All the code files will be available at : https://github.com/ashwinhprasad/Outliers-Detection/blob/master/Outliers.ipynb
What is an Outlier ?
Anything that is unusual and deviates from the standard “normal” is called an Anomaly or an Outlier.
Detecting these anomalies in the given data is called as anomaly detection.
For more theoretical information about outlier or anomaly detection, Check out : How Anomaly Detection Works ?
Why do we need to remove outliers or detect them ?
Case 1 : Consider a situation where a big manufacturing company is manufacturing an airplane. An airplane has different parts and we don’t want any parts to behave in an unusual way. these unusual behaviours might be because of various reasons. we want to detect these parts before it is fixed in an airplane else the lives of the passengers might be in danger.
Case 2: As you can see in the Above Image, how outliers can affect the equation of the line of best fit. So, before performing it is important to remove outliers in order to get the most accurate predictions.
In this post, I will be using Multivariate Normal Distribution
- Importing the libraries
import pandas as pd
import numpy as np
import matplotlib.pyplot as plt
2. Creating Custom Dataset
#define x1 and x2
x1 = np.arange(1,50,1)
x2 = np.square(x1) + np.random.randint(-200,200)
3. Adding an outlier to the dataset
x1 = np.append(x1,17)
x2 = np.append(x2,1300)
data = np.stack((x1,x2),axis=1)
4. Visualizing the Dataset
Now , we have to try and detect the outlier from this dataset
Anomaly Detection with Multivariate Normal Distribution
from scipy.stats import multivariate_normal#calculate the covariance matrix
data = np.stack((x1,x2),axis=0)
covariance_matrix = np.cov(data)
#calculating the mean
mean_values = [np.mean(x1),np.mean(x2)]
#multivariate normal distribution
model = multivariate_normal(cov=covariance_matrix,mean=mean_values)
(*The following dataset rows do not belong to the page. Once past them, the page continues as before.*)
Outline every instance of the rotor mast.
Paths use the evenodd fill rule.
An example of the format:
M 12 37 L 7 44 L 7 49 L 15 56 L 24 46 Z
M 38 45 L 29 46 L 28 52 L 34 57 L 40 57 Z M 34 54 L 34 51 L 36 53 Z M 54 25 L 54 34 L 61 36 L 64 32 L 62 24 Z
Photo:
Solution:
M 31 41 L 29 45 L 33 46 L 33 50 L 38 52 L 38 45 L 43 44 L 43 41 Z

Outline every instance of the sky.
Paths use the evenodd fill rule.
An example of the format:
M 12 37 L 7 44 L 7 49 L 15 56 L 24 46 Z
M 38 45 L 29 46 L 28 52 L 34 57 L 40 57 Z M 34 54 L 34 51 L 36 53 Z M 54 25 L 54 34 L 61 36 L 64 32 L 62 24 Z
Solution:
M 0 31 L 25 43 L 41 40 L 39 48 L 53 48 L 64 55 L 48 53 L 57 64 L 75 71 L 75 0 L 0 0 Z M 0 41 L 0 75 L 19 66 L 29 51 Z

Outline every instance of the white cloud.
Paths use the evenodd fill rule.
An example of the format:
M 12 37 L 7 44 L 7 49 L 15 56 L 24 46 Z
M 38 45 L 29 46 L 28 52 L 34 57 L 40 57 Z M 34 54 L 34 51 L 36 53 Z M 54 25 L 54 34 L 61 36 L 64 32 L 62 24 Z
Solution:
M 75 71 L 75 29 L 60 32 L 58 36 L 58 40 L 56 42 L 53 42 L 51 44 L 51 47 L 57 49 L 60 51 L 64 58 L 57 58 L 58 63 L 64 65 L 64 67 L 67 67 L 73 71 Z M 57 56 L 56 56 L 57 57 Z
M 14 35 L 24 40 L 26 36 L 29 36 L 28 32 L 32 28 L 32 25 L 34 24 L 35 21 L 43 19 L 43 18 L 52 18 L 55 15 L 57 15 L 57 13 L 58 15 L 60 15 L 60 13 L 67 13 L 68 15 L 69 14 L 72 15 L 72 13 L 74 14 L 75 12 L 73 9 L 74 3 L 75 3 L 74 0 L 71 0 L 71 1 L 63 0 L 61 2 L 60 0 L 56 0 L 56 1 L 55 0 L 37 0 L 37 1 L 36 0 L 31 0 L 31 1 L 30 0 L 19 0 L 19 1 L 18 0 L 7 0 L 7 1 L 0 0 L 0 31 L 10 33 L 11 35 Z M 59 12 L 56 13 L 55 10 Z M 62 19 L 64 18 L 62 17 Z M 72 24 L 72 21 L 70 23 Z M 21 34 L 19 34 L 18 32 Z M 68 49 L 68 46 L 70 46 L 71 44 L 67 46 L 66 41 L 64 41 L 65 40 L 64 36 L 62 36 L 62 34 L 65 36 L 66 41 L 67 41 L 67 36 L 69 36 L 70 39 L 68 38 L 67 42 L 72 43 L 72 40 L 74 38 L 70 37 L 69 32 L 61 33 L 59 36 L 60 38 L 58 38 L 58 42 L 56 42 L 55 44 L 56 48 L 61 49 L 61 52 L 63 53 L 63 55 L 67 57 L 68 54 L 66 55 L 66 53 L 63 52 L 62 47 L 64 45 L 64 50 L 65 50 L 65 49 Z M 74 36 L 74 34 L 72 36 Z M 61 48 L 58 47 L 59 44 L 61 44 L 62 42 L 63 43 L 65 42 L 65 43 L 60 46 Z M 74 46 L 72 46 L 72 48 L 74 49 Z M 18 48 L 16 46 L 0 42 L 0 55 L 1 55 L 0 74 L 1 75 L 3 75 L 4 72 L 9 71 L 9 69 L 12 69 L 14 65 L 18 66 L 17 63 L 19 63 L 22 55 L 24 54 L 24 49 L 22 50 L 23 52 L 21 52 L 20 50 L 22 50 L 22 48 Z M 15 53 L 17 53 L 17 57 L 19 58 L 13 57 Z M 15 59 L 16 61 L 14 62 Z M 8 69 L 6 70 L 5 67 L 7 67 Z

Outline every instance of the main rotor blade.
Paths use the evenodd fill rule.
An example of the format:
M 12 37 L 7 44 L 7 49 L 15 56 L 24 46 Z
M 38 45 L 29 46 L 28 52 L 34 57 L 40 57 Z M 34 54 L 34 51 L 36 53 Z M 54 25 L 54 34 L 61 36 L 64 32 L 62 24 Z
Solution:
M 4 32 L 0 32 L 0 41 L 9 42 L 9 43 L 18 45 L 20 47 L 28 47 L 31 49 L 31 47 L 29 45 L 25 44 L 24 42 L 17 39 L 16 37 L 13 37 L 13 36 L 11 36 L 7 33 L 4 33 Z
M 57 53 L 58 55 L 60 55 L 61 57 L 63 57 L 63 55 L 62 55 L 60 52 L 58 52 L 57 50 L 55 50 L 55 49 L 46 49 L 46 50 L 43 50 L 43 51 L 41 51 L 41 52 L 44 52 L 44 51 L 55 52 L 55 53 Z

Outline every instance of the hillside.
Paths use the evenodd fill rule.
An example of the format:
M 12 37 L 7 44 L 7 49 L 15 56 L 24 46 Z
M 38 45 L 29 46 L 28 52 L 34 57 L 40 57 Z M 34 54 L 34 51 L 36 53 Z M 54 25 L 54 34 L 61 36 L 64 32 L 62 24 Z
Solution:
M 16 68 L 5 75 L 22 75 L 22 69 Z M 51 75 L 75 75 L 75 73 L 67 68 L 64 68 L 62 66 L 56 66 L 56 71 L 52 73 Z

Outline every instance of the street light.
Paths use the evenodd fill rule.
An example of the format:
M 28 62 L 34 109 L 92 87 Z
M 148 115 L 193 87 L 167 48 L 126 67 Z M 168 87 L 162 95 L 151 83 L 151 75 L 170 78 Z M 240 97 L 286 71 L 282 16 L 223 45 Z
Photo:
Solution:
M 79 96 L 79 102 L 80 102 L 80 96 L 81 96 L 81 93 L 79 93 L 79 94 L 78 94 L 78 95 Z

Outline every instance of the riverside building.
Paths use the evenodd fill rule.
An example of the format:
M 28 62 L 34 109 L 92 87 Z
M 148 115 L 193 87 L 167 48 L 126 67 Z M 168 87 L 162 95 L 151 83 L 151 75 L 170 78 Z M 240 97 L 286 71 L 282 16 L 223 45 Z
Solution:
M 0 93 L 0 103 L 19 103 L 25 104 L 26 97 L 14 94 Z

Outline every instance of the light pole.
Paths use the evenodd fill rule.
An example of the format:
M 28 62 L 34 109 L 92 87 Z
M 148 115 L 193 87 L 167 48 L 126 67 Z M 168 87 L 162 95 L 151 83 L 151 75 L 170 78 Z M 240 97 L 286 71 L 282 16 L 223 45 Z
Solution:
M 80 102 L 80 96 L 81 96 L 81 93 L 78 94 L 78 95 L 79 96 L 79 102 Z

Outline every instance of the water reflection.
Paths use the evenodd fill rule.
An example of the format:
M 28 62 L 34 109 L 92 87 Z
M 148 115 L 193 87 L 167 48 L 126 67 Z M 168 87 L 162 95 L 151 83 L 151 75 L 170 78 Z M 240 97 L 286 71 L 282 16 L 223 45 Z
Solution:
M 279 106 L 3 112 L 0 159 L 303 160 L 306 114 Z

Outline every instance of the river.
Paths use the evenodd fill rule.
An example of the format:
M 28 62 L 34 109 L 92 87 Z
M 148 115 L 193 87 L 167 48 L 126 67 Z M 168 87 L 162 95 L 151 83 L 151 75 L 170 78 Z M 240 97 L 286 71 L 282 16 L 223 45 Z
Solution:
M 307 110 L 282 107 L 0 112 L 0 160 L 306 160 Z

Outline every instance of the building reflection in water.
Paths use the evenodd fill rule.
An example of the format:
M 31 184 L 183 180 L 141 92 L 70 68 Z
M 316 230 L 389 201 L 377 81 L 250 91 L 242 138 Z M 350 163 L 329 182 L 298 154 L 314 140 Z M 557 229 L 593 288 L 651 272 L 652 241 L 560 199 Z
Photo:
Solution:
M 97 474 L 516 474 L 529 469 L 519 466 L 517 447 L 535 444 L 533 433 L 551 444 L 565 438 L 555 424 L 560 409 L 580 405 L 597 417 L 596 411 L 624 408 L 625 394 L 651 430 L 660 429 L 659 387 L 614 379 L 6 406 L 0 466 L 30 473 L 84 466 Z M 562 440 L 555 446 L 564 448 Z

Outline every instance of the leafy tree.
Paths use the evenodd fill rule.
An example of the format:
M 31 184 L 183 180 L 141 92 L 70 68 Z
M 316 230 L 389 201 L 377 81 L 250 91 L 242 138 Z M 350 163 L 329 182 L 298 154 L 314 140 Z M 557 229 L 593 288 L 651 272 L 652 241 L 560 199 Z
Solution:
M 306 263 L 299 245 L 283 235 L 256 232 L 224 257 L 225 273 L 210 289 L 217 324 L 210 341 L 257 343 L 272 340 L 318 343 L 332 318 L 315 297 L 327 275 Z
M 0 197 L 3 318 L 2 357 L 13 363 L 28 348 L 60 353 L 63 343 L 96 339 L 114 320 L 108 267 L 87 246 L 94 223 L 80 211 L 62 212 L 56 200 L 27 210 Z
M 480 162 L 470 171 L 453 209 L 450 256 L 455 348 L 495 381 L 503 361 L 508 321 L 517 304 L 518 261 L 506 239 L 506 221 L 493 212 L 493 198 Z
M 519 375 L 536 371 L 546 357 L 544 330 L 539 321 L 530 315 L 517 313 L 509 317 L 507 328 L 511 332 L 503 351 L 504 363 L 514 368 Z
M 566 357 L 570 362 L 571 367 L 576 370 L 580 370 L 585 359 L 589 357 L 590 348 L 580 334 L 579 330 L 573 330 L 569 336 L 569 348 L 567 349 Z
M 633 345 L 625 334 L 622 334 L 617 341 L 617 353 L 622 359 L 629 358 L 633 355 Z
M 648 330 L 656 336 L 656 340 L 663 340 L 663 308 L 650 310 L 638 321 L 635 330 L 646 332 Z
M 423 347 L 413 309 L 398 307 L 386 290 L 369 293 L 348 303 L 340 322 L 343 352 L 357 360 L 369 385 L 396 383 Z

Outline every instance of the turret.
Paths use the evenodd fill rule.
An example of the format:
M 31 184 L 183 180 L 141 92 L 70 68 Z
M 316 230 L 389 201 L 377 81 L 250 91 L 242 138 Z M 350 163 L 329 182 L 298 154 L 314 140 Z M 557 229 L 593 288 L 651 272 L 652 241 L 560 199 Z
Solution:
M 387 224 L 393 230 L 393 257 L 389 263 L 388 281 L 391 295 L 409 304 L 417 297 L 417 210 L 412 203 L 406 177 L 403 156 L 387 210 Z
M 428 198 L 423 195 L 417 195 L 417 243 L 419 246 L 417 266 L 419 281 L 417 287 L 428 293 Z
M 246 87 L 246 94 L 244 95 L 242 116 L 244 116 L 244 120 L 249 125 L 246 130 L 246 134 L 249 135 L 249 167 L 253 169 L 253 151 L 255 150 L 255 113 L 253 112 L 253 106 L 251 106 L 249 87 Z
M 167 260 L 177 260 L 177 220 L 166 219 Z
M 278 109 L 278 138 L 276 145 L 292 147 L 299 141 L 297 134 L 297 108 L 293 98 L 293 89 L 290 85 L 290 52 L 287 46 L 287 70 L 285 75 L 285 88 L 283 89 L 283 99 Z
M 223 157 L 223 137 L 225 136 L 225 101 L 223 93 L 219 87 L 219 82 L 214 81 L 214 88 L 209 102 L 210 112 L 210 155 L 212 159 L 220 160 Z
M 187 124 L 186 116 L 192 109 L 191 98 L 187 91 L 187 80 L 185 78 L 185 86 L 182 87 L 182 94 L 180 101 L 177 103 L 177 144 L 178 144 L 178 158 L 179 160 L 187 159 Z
data = np.stack((x1,x2),axis=1)
#finding the outliers
threshold = 1.0e-07
outlier = model.pdf(data).reshape(-1) < threshhold
- In the first step, we are stacking the column x1 with x2 and storing it in the variable data
- Calculate covariance matrix for data and mean of both x1 and x2
- Multivariate_normal is a class in scipy which has a function named pdf which calculates the probability of a value being equal to each and every datapoint in the dataset. (the theory part to this is covered in How Anomaly Detection Works)
- We calculate this probability for all the datapoints in the dataset
- We also chose a threshold value and any datapoint that has a lower probability than this threshold values is considered as an anomaly and we create a boolean column for these values and store it in a variable outlier.
- Here , (True = anomaly , false = not an anomaly )
for boolean,i in enumerate(outlier):
if i == True:
print(data[boolean]," is an Outlier")output:
[ 17 1300] is an Outlier
- We now know that all the datapoints that have lower probability than the threshold is marked true in the outlier list variable.
- Now, we print out the outlier and check the value with the outlier that we injected in the dataset in the data creation part.
- With this method, we have successfully found out the outlier that stood out from the pattern of the data
Multivariate Normal Distribution is a very powerful tool for finding out outliers because this algorithm also takes into account how the variables change with other variables in the dataset which many other algorithms does not do.
Outlier detection is used in a lot of fields as in the example given at the top and is a must learn
Just a side note : Anomaly detection and removal is as important as removing an imposter in among us.
if not removed, it might affect the entire model or cause problems just like an imposter killing the crew mates or sabotaging the ship.